Google took an early lead in monetizing the online search with its innovative clicks-based revenue model. It rapidly led to a social media monetization program across many sites. However, many social media communities have remained advertising free and do not have a goal of making profits, for example, Wikipedia and Craigslist.

So far, we have discussed advertising revenues from content distribution. But how about storing and analyzing customer data that comes from content viewership? From a big data analytics perspective, a “data bazaar” is the biggest enabler to create an external marketplace, where we collect, exchange, and sell customer information. We are seeing a new trend in the marketplace, in which customer experience from one industry is anonymized, packaged, and sold to other industries. Fortunately, Internet advertising came to our rescue in providing an incentive to customers through free services and across-the-board opt-ins.

Internet advertising is a remarkably complex field. With over $20 billion of revenue in the first half of 201322, the industry is feeding a fair amount of start-up and initial public offering (IPO) activity. What is interesting is that this advertising money is enhancing the customer experience. Take the case of Yelp, which lets consumers share their experiences regarding restaurants, shopping, nightlife, beauty spas, coffee and tea, and so forth. Yelp obtains its revenues through advertising on its website; however, most of the traffic is from people who access Yelp to read customer experiences posted by others. With all this traffic coming to the Internet, the questions that arise are, how is this Internet usage experience captured and packaged, and how are advertisements traded among advertisers and publishers.
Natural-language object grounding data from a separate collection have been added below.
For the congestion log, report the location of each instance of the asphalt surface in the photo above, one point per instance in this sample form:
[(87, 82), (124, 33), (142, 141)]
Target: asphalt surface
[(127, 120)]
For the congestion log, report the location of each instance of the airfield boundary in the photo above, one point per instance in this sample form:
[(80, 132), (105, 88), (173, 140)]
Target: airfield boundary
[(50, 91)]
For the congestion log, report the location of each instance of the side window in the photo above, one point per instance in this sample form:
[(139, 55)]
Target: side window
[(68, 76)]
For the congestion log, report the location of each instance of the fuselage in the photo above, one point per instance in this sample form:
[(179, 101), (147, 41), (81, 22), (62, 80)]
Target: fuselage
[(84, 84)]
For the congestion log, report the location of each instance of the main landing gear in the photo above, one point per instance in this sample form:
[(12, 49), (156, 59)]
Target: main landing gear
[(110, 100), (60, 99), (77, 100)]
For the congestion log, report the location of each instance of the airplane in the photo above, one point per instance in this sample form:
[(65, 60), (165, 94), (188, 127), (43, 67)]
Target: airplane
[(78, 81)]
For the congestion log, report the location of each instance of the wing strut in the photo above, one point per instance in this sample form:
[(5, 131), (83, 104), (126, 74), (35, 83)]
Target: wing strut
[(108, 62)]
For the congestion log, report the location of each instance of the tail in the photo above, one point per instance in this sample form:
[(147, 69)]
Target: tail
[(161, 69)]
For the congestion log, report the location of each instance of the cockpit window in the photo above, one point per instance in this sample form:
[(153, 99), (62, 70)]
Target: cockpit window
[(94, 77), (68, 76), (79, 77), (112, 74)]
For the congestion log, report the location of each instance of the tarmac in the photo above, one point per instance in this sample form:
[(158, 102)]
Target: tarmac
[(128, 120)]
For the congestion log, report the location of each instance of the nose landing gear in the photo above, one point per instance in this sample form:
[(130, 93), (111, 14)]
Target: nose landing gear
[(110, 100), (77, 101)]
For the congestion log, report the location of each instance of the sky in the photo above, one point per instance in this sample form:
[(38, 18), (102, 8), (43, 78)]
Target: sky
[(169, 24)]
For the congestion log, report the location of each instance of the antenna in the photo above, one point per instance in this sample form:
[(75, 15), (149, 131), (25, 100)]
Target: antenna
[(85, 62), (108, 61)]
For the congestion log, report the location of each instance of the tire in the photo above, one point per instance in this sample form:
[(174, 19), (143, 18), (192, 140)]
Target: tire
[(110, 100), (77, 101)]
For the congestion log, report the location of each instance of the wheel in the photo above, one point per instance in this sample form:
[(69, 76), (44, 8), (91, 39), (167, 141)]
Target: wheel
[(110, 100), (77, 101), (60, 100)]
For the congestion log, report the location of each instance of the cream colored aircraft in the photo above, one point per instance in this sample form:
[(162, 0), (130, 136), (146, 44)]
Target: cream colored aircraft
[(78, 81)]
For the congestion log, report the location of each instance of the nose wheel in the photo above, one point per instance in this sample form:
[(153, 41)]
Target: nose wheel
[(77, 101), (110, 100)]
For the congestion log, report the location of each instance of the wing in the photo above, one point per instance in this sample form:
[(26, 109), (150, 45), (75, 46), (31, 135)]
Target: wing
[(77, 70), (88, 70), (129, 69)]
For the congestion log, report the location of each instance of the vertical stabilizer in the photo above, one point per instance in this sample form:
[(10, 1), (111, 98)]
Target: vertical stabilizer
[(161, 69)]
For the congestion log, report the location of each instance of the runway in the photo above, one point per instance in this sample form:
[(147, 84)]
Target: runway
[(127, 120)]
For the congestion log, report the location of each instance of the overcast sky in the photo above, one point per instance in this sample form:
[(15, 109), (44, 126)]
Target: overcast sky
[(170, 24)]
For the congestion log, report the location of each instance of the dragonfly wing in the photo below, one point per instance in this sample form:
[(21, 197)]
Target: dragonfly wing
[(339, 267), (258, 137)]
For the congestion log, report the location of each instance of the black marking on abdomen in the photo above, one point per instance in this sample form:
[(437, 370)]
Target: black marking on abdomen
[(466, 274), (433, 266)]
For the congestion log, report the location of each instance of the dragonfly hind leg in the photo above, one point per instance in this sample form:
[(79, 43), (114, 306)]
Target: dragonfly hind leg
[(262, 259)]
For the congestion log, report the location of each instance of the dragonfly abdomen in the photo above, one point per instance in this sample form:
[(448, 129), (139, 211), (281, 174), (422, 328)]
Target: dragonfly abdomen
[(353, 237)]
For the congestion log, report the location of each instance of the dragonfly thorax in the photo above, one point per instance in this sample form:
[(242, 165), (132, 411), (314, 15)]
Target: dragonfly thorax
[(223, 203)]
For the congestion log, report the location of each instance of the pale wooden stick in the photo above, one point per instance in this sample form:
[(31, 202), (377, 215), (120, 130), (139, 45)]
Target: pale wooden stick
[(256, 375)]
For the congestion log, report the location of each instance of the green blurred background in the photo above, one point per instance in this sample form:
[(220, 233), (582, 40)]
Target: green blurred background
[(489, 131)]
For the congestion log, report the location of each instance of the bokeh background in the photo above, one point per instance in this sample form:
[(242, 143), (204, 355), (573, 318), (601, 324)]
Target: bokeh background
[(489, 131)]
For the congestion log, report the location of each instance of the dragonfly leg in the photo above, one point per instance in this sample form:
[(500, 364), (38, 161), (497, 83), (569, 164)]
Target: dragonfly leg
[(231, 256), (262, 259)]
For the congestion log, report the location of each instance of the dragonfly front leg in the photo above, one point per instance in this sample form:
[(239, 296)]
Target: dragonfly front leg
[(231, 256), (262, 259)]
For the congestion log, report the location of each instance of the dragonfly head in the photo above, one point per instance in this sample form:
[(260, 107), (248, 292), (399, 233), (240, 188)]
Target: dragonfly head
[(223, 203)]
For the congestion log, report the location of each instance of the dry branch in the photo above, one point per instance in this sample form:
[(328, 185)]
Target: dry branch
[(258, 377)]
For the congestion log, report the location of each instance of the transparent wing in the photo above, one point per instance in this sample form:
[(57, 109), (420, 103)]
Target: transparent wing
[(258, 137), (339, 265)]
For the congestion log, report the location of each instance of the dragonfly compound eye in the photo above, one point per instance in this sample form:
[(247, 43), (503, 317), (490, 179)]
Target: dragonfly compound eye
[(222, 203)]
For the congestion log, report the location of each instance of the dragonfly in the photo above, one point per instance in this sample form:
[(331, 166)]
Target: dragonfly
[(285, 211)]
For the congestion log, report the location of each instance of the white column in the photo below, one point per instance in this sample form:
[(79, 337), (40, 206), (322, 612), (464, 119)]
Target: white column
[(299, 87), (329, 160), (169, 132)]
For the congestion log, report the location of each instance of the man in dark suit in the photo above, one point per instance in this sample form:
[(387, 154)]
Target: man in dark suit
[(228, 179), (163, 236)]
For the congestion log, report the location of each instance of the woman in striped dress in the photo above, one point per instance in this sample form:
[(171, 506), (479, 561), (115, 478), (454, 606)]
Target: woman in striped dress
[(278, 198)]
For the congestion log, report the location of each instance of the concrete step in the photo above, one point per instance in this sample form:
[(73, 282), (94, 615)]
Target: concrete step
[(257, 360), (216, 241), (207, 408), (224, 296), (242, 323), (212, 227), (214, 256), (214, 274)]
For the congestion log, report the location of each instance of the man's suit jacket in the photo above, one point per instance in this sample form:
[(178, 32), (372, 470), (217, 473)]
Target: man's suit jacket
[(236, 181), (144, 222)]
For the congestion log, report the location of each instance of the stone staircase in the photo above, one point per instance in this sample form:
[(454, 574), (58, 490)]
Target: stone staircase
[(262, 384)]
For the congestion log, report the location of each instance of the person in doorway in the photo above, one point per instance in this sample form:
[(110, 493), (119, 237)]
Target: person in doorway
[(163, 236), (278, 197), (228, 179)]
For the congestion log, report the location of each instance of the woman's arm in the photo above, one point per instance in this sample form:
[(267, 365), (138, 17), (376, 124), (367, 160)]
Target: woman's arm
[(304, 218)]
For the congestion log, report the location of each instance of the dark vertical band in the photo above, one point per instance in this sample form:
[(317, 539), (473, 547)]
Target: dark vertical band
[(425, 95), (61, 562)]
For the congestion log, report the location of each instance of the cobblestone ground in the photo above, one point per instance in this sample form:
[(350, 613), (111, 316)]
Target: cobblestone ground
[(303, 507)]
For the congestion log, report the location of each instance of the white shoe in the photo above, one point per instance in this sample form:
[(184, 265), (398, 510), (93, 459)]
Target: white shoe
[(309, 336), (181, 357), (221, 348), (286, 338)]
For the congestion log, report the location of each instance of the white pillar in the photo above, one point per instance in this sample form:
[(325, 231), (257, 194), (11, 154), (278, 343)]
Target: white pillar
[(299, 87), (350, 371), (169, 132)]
Terence Kawaja has been studying this market since 2009, when he created a chart to explain the emerging online advertising market. To date, slide versions of his chart have received more than 350,000 views online, from people in 116 countries. Sure, compared to YouTube videos of cute babies and cats that rack up millions of views in a matter of days, 350,000 is quite small. But given the obscure nature of the material (a chart full of ad tech acronyms such as “SSPs,” “DSPs" and “DMPs”), it is a fairly impressive number.23 I have used his charts in my books. In most of my presentations, I could measure the maturity of the audience by the number of LUMAscape acronyms they were familiar with. “Terence Kawaja has a new way for potential investors to visualize it" says Wall Street Journal writer Amir Efrati. “The market involves hundreds of small and large companies that help advertisers reach consumers and help web site publishers, mobile-application developers, search engines, and other digital destinations generate revenue through advertising"24 Over the years, Kawaja has added different charts to represent various markets—display, video, search engines, mobile, social, and commerce. For the latest LUMAscapes, visit Kawaja’s web site: www.lumapartners.com. A number of intermediaries play key roles in developing an advertising inventory, auctioning the inventory to the ad servers, and facilitating the related payment process, as the advertisements are clicked and related buying decisions are tracked. I have been following the LUMAscapes for over two years. A number of my clients have mentioned LUMAscape as their source of data for finding companies to work with. In chapter 4, I will describe the mechanics and benefits of real-time bidding in more detail, and in chapter 7, I will discuss further the roles of different players and how they participate in the advertising process.

In addition to Internet advertising and usage data, a number of other markets are rapidly emerging for data monetization. Telecom companies have been experimenting with the monetization of location and device usage information. However, a couple of regulatory and customer privacy preference concerns have kept them in check. For a typical telecom provider, the potential revenue from monetization is insignificant in comparison to the revenue from telecom usage. A backlash could potentially set them back in comparison to the competition. In addition, various regulations hold them responsible for customer data privacy.